A reporter’s shorthand notes of a telephone conversation led a press regulator to reject a complaint from a road safety campaigner that a newspaper had inaccurately attributed comments to him.
Paul Mandel complained to the Independent Press Standards Organisation (IPSO) that the Enfield Gazette and Advertiser breached Clause 1 of the Editors’ Code of Practice, covering accuracy, in an article headlined “Stop them!”, published in print and online on 25 January.
The article reported that following a two-car crash, residents of Enfield were “demanding urgent action by police to stop illegal high-speed ‘Fast and Furious’-style car races”.
It said committee members from a Residents’ Association helped police carry out checks with laser guns which record drivers’ speeds, and that Mandel, a spokesperson, had said: “It’s a not a new problem.
“We go out and help people with laser guns. It records their speeds – some of them are unbelievable – but it’s not any good really, there’s no enforcement, it just acts as a warning”.

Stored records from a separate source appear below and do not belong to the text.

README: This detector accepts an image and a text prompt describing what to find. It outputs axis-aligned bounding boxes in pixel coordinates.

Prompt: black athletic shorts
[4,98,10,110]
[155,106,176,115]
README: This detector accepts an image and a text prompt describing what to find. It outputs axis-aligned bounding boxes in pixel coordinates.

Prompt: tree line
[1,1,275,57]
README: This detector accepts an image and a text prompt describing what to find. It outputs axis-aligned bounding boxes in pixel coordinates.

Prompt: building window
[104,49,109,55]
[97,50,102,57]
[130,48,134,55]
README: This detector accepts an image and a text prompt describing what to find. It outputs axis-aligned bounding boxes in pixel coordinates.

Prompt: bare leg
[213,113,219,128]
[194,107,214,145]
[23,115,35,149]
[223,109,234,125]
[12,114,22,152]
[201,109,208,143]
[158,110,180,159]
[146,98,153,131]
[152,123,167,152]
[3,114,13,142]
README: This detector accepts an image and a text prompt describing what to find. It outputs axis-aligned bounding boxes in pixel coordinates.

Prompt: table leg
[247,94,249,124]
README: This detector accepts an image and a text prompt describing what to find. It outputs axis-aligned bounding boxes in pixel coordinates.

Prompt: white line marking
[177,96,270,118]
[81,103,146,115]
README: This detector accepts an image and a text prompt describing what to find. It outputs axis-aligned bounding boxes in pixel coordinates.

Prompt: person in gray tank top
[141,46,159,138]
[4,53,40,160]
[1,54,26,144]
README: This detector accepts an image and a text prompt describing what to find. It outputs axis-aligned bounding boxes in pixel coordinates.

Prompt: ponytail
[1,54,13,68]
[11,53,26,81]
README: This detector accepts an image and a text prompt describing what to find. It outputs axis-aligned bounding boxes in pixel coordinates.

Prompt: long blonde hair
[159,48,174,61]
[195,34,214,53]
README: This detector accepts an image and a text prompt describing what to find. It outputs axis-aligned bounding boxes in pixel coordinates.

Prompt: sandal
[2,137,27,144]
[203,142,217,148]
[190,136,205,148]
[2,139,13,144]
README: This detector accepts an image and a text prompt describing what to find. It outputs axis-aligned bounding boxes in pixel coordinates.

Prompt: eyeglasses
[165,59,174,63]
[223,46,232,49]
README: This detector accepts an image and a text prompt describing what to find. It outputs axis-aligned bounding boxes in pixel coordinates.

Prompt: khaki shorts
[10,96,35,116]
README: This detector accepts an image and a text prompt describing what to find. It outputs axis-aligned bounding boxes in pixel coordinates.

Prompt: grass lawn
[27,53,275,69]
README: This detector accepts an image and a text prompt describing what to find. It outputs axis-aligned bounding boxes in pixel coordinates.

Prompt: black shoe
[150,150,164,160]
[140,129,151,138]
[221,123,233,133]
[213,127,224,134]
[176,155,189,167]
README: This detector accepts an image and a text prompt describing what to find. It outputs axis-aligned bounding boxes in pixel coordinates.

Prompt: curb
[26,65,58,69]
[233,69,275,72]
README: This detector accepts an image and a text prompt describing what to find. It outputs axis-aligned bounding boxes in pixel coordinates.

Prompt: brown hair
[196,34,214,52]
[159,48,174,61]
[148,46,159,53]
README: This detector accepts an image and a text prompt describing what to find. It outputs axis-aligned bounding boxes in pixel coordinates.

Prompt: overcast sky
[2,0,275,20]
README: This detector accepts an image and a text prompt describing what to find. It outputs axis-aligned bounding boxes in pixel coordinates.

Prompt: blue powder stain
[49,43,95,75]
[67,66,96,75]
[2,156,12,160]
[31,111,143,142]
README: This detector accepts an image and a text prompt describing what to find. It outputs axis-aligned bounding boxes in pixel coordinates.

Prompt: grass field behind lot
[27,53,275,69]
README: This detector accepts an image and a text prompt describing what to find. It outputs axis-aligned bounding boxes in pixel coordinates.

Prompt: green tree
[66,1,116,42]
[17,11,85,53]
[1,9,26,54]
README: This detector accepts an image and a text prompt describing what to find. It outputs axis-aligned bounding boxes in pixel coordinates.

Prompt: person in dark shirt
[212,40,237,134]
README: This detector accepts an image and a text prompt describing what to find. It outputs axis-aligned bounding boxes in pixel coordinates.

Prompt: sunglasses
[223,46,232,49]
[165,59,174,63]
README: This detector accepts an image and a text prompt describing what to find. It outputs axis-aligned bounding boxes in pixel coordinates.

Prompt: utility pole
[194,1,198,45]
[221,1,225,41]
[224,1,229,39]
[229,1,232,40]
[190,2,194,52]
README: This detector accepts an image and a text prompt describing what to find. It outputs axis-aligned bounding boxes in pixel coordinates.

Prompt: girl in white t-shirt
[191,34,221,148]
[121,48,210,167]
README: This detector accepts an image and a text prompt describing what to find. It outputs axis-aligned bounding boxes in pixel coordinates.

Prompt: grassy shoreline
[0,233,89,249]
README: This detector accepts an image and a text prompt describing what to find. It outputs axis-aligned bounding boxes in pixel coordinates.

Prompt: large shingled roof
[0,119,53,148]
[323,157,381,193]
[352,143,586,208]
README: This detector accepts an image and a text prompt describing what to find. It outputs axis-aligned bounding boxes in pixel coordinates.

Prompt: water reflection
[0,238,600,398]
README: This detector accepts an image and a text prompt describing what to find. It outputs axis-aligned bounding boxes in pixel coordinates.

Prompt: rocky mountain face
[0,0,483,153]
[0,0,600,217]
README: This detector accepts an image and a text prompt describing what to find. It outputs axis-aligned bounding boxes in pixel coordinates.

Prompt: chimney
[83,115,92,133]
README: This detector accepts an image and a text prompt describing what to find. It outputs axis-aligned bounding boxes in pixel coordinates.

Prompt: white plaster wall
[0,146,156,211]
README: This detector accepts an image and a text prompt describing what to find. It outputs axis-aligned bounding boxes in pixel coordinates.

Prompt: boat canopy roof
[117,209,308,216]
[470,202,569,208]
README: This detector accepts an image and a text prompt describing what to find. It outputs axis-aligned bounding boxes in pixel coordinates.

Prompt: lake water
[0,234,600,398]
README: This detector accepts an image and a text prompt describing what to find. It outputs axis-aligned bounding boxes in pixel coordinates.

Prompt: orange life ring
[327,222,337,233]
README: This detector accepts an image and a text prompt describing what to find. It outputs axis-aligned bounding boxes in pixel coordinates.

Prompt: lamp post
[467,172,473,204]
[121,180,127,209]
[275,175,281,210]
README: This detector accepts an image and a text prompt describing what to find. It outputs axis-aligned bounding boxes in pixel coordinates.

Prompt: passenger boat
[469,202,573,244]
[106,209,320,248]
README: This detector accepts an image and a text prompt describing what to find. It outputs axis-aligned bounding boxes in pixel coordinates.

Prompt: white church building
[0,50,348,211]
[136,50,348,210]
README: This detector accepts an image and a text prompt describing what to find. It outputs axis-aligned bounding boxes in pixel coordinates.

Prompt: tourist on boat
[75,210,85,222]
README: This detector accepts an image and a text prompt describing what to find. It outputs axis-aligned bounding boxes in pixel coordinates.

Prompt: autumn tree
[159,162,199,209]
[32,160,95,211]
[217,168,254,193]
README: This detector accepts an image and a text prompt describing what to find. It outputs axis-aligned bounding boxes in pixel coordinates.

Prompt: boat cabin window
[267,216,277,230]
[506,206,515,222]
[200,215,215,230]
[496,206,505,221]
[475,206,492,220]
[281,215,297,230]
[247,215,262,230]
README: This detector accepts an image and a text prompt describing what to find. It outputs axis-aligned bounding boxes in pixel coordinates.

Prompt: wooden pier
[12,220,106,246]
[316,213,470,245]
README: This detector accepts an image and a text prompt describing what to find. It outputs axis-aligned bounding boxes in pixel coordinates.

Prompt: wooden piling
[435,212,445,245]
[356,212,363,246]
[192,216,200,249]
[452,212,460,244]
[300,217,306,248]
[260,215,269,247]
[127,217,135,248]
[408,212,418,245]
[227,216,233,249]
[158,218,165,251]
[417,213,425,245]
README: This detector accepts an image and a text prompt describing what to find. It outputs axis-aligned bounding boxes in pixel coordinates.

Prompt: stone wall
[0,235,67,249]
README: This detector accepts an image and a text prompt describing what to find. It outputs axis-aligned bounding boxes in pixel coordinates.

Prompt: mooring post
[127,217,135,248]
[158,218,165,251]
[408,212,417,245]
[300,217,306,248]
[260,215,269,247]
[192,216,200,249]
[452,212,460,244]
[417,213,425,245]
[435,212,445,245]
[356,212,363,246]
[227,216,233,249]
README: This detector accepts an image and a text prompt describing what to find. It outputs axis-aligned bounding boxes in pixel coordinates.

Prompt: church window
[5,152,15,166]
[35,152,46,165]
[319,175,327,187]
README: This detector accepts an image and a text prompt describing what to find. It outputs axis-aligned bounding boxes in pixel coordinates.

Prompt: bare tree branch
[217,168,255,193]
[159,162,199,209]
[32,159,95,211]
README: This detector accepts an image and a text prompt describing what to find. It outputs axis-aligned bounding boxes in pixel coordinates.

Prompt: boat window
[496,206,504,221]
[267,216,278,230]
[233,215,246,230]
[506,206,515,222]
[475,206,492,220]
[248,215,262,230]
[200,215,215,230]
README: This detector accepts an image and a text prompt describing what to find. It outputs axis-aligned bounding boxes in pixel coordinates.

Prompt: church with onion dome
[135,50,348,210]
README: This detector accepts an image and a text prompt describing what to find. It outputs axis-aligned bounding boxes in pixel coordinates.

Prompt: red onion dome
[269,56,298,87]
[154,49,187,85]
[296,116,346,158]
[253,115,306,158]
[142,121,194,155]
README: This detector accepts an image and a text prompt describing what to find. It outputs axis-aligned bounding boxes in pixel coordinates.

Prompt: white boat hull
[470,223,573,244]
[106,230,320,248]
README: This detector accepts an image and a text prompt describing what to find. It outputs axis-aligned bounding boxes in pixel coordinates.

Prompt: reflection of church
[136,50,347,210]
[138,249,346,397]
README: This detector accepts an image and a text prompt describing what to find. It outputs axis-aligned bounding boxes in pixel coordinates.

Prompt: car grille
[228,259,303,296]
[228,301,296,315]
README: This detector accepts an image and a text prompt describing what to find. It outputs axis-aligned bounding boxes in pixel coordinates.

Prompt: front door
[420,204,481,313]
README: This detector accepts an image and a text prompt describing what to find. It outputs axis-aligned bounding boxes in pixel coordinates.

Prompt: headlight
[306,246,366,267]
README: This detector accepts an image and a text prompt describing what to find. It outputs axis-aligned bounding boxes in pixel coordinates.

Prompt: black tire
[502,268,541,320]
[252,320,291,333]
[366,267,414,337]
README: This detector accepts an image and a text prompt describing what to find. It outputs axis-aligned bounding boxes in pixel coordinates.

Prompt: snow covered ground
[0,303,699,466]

Mandel said that he had not made the comments reported in the article and that he had read out a prepared statement to the journalist.
He had also said that drivers got a more strongly worded warning each time they are caught speeding and that on the third occasion, the car’s registration number is added to a police database.
He said he had commented that a certain gathering of youths in cars had recommenced, after having been stopped by police for a while.
Mandel denied having said that the speed checks were “not any good really” – neither he, nor the Residents Association, would participate in the speed-checks if they held this view, although he had called for more enforcement, he said.
He also could not recall having said that “there’s no enforcement, it just acts as a warning”, and suggested the newspaper may have misattributed to him comments actually made by someone else quoted in the article.
The newspaper provided a copy of the shorthand notes taken by its reporter during her telephone conversation with Mandel and a transcript.
It said the shorthand notes showed that Mandel had said that “a couple of residents and community support officers help catch people with laser guns. It records speeds of over 30 mph. But it’s not any good really – 36mph or over get letters. The drivers get a warning letter. At the end of the day there’s no enforcement, it acts as a warning”.
The newspaper denied having misattributed the comments from the other individual quoted in the article and said there was a clear break in the shorthand notes between the journalist’s conversation with Mandel and the other individual quoted in the article.
Ipso’s complaints committee said Mandel spoke to the newspaper’s journalist, who took detailed shorthand notes in which the beginning of the conversation was clearly marked.
The notes recorded comments Mandel made about drivers receiving warning letters after being caught speeding, and about gatherings of youths in cars. The newspaper had demonstrated it had taken care to publish an accurate account of the complainant’s remarks.
Mandel disputed having referred to the residents’ collaboration with the police in using laser guns as “not any good really”, could not recall saying precisely: “there is no enforcement. It just acts as a warning”, although it was not in dispute that he had expressed his dissatisfaction with the current level of enforcement.
The shorthand notes provided by the newspaper contained the words “but it’s not any good really”, “no enforcement”, and “warning”.
The committee was not in a position to determine whether Mandel made these remarks – but in circumstances where the newspaper had provided notes which appeared to contain the principal elements of the disputed comments, it did not determine that the article inaccurately reported his comments. The complaint was not upheld.